La monnaie unique européenne, l'euro, a été créée en 1999. Depuis cette date, elle est passée par plusieurs phases. Ces dernières années, l'euro s'est stabilisé face aux principales devises, notamment le dollar, avec un taux qui oscille entre 1,10 et 1,20 dollar pour 1 euro. Cependant, depuis le début de la guerre en Ukraine, la monnaie européenne a reculé d'une manière significative. L'euro est arrivé à la parité avec le dollar. Cette situation chamboule les économies européennes et impacte considérablement les échanges mondiaux. En effet, certains pays bénéficient de cette parité et certains secteurs sont soit sanctionnés, soit au contraire dynamisés. 
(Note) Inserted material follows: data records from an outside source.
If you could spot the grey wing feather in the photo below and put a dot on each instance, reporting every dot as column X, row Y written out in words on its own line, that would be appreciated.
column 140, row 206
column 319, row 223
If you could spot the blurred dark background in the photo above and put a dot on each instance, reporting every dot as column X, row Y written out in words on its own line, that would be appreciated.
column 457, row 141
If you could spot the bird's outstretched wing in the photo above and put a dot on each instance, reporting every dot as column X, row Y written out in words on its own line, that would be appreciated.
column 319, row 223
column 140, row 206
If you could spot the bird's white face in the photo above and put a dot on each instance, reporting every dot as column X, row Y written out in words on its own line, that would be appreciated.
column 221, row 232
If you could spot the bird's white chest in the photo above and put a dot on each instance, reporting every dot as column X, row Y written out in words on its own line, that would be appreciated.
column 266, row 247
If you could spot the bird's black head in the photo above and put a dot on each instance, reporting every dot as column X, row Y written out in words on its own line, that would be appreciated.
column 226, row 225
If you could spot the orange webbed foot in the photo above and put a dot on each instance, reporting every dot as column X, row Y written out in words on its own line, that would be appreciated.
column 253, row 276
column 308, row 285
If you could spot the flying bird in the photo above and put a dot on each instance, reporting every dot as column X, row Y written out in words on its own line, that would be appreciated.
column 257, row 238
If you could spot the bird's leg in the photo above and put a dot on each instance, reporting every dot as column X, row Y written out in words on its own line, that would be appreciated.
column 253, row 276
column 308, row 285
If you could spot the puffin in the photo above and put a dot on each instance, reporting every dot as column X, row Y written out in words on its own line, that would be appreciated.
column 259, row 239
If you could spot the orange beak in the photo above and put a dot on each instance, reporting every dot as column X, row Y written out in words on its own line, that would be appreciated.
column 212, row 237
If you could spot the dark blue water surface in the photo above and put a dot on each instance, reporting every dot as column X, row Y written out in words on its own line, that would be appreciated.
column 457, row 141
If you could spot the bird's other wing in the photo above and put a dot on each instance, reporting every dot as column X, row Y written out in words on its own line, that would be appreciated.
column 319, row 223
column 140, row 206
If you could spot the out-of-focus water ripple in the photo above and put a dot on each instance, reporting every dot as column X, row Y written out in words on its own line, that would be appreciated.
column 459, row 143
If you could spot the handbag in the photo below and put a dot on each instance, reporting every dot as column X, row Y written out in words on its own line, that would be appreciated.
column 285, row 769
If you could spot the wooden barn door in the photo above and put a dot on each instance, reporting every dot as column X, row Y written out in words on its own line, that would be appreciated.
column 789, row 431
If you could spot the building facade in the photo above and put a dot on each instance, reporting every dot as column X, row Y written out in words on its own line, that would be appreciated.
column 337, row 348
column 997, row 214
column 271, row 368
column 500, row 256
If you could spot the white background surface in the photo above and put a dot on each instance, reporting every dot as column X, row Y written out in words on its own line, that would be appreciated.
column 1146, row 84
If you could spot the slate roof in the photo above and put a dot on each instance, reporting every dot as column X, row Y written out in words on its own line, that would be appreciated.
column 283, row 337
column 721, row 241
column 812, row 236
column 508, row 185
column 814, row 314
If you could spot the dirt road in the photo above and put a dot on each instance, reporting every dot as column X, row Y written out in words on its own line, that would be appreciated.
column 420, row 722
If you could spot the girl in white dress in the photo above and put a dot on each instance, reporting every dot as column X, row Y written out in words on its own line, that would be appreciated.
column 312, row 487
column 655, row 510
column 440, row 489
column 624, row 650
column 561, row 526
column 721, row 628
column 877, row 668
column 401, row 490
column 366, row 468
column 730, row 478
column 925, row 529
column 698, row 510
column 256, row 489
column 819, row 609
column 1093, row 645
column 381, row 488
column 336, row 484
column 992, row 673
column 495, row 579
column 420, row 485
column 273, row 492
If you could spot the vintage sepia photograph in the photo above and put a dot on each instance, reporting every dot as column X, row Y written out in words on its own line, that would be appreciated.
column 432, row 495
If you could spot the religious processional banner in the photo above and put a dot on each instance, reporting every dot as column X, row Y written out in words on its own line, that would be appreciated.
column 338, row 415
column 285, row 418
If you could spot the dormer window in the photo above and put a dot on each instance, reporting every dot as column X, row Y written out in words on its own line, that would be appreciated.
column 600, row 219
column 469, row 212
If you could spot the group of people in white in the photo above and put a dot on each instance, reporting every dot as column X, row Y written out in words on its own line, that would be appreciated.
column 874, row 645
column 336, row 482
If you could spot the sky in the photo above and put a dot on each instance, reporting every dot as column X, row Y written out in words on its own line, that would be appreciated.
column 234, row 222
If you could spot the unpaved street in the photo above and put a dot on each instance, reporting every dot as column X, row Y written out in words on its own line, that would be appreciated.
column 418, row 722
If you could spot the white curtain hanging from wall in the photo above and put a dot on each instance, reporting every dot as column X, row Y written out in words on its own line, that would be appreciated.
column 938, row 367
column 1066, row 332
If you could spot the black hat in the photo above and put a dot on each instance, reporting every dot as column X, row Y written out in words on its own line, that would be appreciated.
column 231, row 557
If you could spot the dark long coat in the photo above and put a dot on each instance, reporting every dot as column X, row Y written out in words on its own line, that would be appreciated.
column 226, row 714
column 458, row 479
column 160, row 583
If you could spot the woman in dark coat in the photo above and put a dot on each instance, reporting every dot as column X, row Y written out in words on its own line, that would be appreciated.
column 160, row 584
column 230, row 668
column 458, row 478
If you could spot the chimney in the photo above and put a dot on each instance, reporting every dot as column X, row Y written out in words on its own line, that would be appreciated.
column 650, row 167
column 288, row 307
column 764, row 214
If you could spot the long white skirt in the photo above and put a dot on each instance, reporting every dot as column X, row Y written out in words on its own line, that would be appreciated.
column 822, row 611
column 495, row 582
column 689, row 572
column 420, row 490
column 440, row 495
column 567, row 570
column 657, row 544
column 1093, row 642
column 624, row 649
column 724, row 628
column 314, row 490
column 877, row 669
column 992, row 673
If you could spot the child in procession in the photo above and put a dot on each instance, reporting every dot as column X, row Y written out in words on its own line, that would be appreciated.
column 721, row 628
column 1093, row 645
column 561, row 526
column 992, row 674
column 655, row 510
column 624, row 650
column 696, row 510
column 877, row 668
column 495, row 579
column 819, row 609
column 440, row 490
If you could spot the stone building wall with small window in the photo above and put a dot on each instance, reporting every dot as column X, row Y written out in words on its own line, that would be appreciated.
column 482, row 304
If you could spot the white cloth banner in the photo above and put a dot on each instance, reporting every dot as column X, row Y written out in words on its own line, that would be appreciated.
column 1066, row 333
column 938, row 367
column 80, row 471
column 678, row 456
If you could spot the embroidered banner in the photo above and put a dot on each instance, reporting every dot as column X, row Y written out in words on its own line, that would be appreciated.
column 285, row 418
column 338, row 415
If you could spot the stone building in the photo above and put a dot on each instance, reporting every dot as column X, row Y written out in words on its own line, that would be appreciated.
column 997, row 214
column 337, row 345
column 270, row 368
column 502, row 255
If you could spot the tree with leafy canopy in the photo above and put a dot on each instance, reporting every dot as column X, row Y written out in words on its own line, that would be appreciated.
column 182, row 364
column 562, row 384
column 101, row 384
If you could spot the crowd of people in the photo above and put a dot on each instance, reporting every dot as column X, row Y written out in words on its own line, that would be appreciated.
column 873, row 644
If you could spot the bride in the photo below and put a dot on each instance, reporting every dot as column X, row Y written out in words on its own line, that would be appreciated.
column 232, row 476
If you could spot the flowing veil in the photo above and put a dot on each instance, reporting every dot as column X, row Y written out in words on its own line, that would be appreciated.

Avant d'analyser les conséquences de cette parité, il faut rappeler que l'euro a été créé le 4 janvier 1999. Il s’échangeait après sa mise en circulation à 1,1789 dollar pour 1 euro. A ses débuts, la monnaie européenne avait connu une période de fragilité avant d'entamer jusqu'à 2008 une solide phase de réévaluation. Le 15 juillet 2008, elle atteint son plus haut historique à 1,60 dollar. L'euro entame ensuite une nouvelle phase de baisse jusqu'à 2015, qui l'amène à un niveau de 1,10 dollar environ. Cette phase est suivie d'une phase de stabilisation autour de 1,15 dollar qui dure jusqu'à fin 2021. En 2022, en raison de la crise économique mondiale due à la guerre en Ukraine, l'euro atteint  la parité avec le dollar, pour la première fois depuis sa mise en circulation en 2002. La dévaluation de l'euro par rapport au billet vert est d'environ 18%.

L'Algérie profite de la parité

Il faut dire que concrètement, la parité euro-dollar veut dire que, pour un euro, on ne peut plus acheter qu'un dollar. Un euro plus faible veut dire un dollar plus fort. Donc, tout ce qui est importé des États-Unis ou ce qui est facturé en dollar devient plus cher pour les européens qui doivent donc dépenser plus d'euros. Ainsi, les pays dont les exportations en dollar sont plus importantes que leurs importations sont les plus grands bénéficiaires de cette parité. L'Algérie qui exporte son pétrole et gaz en dollar et qui importe des volumes importants de marchandise de l’Europe, donc en euro, fait ainsi partie des principaux bénéficiaires de cette parité.

Par ailleurs, pour les Européens, voyager dans les zones où le dollar est de mise devient plus coûteux. En revanche, pour les Américains, les vacances sur le Vieux Continent sont plus attractives financièrement : ils bénéficieront d'un meilleur pouvoir d'achat en Europe. Le Vieux Continent n'est donc pas perdant sur toute la ligne. Le tourisme dans la zone euro peut espérer attirer davantage de vacanciers d'outre-Atlantique.

Les consommateurs sanctionnés

D'un autre côté, les entreprises exportatrices de la zone euro profitent d'un euro plus faible. Le prix à l'exportation baisse, ce qui rend les produits facturés en euro plus attractifs sur les marchés mondiaux. La France, l'Allemagne ou les Pays-Bas avec leur grand secteur industriel peuvent donc profiter de cette parité pour gagner des parts de marché sur les places mondiales.

 

Par contre, le consommateur européen est sanctionné par cette parité. Les prix des produits importés sont beaucoup plus chers, notamment pour certains produits prisés sur le Vieux Continent. En France par exemple, la majorité des entreprises sont également concernées : les artisans, les commerçants et les petites entreprises qui n'exportent pas ou très peu, subissent la hausse de la matière première importée et celle des prix de l'énergie, y compris de l'électricité. Pétrole et gaz étant facturés en dollar, consommateurs et entreprises doivent supporter un budget plus élevé pour le transport et le chauffage.